By Daniel J. McLaughlin

Whether it is tagging photos on Facebook or used to catch criminals, facial recognition is a growing technology - and as it develops, there are growing concerns.

Critics call the technology an "intrusive menace" that is prone to errors and bias.

However, others say that governments should not slow down or stop the use of facial recognition.

The Claim

The Guardian's John Naughton says that we should be "very scared" of facial recognition, calling the technology an "intrusive menace".

He describes the problems of the "corporate and authoritarian tool", saying it is "flaky, prone to errors, false positives and bias".

Naughton argues: "More importantly, it is a pathologically intrusive, privacy-eroding technology that can be used for general surveillance in combination with public video cameras.

"And in those applications it doesn’t require the knowledge, consent or participation of the subject.

He adds: "It can – and will – be used to create general, suspicionless surveillance systems: Jeremy Bentham’s panopticon on steroids."

Naughton says there are two options on how to treat facial recognition: ban its use for civilian purposes, or regulate it.

The Counterclaim

However, Amitai Etzioni, a professor of international affairs at The George Washington University, says that facial recognition should not be banned.

In an article for The Hill, he argues that the fear behind the technology is "based largely on what they fear facial recognition will lead to not on observations of what it does".

Etzioni writes: "There may be no way to address the overarching fears all new surveillance technologies raise. But major concerns can be addressed without slowing the use of facial recognition."

He suggests that there should be regulation on how police use the technology, arguing that it should be used to identify suspects; and not solely as a sufficient cause for arrest or conviction.

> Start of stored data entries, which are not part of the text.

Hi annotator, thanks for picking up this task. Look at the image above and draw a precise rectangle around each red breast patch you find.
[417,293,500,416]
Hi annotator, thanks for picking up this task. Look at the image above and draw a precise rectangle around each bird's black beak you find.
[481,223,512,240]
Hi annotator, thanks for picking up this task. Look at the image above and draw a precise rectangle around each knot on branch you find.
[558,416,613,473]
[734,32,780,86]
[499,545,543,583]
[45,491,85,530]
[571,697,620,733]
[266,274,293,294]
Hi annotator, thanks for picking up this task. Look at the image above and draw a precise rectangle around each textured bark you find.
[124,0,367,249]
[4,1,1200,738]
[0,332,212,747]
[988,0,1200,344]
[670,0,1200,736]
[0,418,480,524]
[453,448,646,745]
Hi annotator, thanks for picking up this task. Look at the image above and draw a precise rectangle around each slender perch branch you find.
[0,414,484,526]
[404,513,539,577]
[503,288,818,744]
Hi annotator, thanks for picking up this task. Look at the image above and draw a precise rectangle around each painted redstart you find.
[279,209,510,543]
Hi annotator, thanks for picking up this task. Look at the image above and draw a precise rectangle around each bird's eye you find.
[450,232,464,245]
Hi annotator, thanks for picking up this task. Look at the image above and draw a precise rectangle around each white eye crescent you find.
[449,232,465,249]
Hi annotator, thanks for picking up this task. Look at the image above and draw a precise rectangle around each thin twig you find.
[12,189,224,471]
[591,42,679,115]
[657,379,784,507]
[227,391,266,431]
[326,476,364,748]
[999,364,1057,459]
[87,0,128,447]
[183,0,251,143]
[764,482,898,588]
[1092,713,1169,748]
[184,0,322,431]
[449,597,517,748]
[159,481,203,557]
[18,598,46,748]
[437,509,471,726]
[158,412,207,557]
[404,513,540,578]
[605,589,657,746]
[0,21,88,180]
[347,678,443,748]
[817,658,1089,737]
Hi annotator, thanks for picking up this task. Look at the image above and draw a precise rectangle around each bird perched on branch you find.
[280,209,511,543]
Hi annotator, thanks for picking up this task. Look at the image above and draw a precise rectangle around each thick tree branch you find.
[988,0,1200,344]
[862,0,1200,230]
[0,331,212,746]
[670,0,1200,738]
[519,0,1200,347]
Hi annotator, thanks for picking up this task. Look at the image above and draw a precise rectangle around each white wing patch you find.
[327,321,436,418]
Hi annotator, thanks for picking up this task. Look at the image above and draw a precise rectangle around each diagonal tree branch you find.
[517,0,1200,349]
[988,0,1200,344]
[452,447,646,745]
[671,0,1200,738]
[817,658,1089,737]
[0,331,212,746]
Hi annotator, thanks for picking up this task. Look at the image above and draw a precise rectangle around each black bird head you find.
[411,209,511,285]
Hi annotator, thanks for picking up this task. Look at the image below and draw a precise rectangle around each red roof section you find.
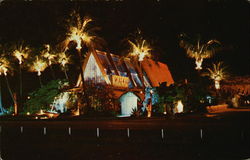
[142,58,174,87]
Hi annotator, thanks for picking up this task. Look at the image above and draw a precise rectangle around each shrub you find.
[24,79,68,114]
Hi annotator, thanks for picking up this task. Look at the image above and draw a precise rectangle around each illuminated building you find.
[74,50,174,116]
[54,50,174,116]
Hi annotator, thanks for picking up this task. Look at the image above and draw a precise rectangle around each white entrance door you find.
[120,92,138,116]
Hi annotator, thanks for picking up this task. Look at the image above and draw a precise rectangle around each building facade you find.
[73,50,174,116]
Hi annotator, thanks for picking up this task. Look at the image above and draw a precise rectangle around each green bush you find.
[24,79,68,114]
[79,83,118,116]
[156,80,211,114]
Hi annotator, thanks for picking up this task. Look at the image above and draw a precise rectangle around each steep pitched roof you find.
[77,50,174,88]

He adds that governments should ensure that facial recognition is used properly - but not ban it nor slow it down.

The Facts

The problem with facial recognition in the UK is that it is not currently very good. For instance, research from the University of Essex found that the technology is mistakenly targeting four out of five innocent people as wanted suspects.

A report, commissioned by Scotland Yard, revealed that facial recognition is 81 per cent inaccurate. It also concludes that it is "highly possible" that the system would be found unlawful if challenged in court.

Facial recognition has been trialled by the Metropolitan Police. They carried out eight trials in London between 2016 and 2018. These resulted in a 96 per cent rate of "false positives", where the tech wrongly alerted police about a match to a photo in its database, the Independent reports.